On a summer evening in 1921, Edith Stein stayed awake all night reading the autobiography of St. Teresa of Avila. The following morning she said to herself, "This is the truth."
Academia excluded her for being a woman, her mother rejected her for following her vocation, and the Nazis ultimately murdered her for being Jewish. Edith Stein, or St. Teresa Benedicta of the Cross, whose feast day we celebrate Aug. 9, died what many may see as a senseless death at the hands of a merciless ideology. But through her faith in the Cross, she allowed God to transform her suffering and death into a message of love and redemption for the world.
Edith Stein was born in 1891, the youngest of 11 children, to devout Jewish parents in Breslau, Germany. Her father died when she was just 2 years old. At age 14, Edith stopped praying, rejected her family's Jewish faith, and became an atheist.
A brilliant student, she searched for truth in academics, receiving her doctorate in philosophy summa cum laude in 1916. Though society would not allow her to follow her dream of becoming a professor on account of her gender, she worked as an assistant at the University of Freiburg for Edmund Husserl, a renowned philosopher who established the philosophical school of phenomenology. Through her writing on philosophy, Stein quickly became one of the university's top minds.
"This is the truth"
On a summer evening in 1921, Stein stayed awake all night reading the autobiography of St. Teresa of Avila. The following morning she said to herself, "This is the truth."
She was baptized and confirmed into the Catholic faith in 1922. She wanted to immediately enter St. Teresa's order, the Discalced Carmelites, but her spiritual advisor would not allow it just yet. Instead, she taught at a Dominican school for girls living within the world but devoting her life to prayer and study. Over the years, she authored several works on philosophy marrying the school of phenomenology with her Catholic faith.
In 1933, the Nazis' Aryan Law barred Jews from teaching in Germany. After spending over a decade in academia, Stein was forced to resign. She said, "I had become a stranger in the world. ... It dawned on me that God had laid His hand heavily on His people, and that the destiny of these [Jewish] people would also be mine."
Religious life
Stein's spiritual advisor finally allowed her to enter the convent in 1934. Her mother cried when she heard that her Jewish daughter was entering Catholic religious life. Even though Stein wrote letters to her mother weekly, she never received any responses.
Stein took her final vows at the Carmelite Convent of Cologne on April 21, 1938, becoming Sister Teresa Benedicta of the Cross. Over the following months, the Nazis' desire to eliminate the Semitic race became more and more apparent as they burned synagogues and forced Jewish citizens to wear yellow badges. On New Year's Eve 1938, the Carmelite prioress had Stein smuggled out of Germany and into the Netherlands to the Carmelite Convent of Etch in the hopes that this would spare her life.
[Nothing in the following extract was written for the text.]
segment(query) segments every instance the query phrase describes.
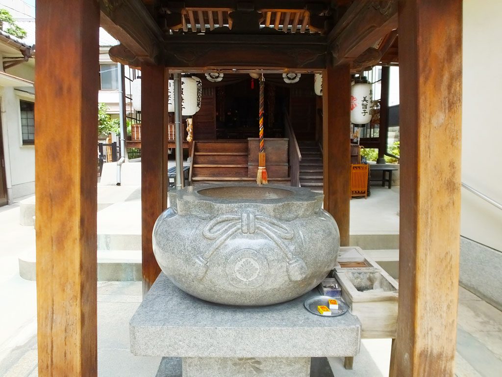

But the Nazis began imprisoning Jewish citizens in the Netherlands in 1942. Not long before her arrest, the Carmelite sisters devised a plan to try and save her life, but Stein protested, saying, "If I cannot share the lot of my brothers and sisters my life, in a certain sense, is destroyed."
She wanted to die with her people and offered her certain death as a sacrifice for the salvation of others. She said, "I ask the Lord to accept my life and my death ... so that the Lord will be accepted by His people and that His Kingdom may come in glory, for the salvation of Germany, and the peace of the world."
Martyrdom
Stein and her sister, Rosa, who had also converted and entered the convent, were arrested by the Gestapo on Aug. 2, 1942. Stein's last recorded words were spoken to her sister, saying, "Come, we are going for our people." Several days later, they were sent to Auschwitz and killed in a gas chamber.
Pope St. John Paul II canonized Edith Stein, or St. Teresa Benedicta of the Cross, a patron saint of Europe, on Oct. 11, 1998, saying, "The mystery of the cross gradually enveloped her whole life, spurring her to the point of making the supreme sacrifice ... The true message of suffering is a lesson of love. Love makes suffering fruitful and suffering deepens love."
Edith Stein did not let hate have the final say. Through her acceptance of the Cross, she offered her suffering to God for the salvation of others, transforming her senseless death into a message of love and redemption over death and despair.
St. Teresa Benedicta of the Cross, pray for us!